In Young v. Unifund CCR Partners, the consumer plaintiffs defeated Unifund's motion to dismiss by convincing a court that Unifund's arguable inability to prove custody of a debt as required under state law violated the Fair Debt Collection Practices Act ("FDCPA") as follows:
- Threatening to take an action that cannot legally be taken under FDCPA § 1692e(5);
- Using a deceptive means to collect a debt under FDCPA § 1692e(1); and
- Using unfair or unconscionable means to collect a debt under FDCPA § 1692f.
If the allegations are true, the court analogized the claim as being similar to filing a time-barred claim. It would mislead the "unsophisticated consumer" into believing that the debt is legally enforceable.

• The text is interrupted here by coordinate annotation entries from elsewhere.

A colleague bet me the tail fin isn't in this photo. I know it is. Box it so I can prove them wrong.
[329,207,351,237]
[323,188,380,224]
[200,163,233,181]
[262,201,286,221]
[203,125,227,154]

This Young case seems to be at odds with Richardson v. Midland since the claim speaks to the deficiency of evidence rather than some kind of affirmative misrepresentation. But like all areas of law, the theory in the complaint can make all the difference. Sometimes, making the right arguments and citing better legal authority can turn a loser into a winner.
Complicating the picture here was the fact that Unifund CCR Partners was suing based on the right to collect only. It did not possess "equitable title" to the debt, only legal title to the debt. This is a topic for another blog. But in Young, the plaintiffs' FDCPA theory with regard to that component of the case did not work.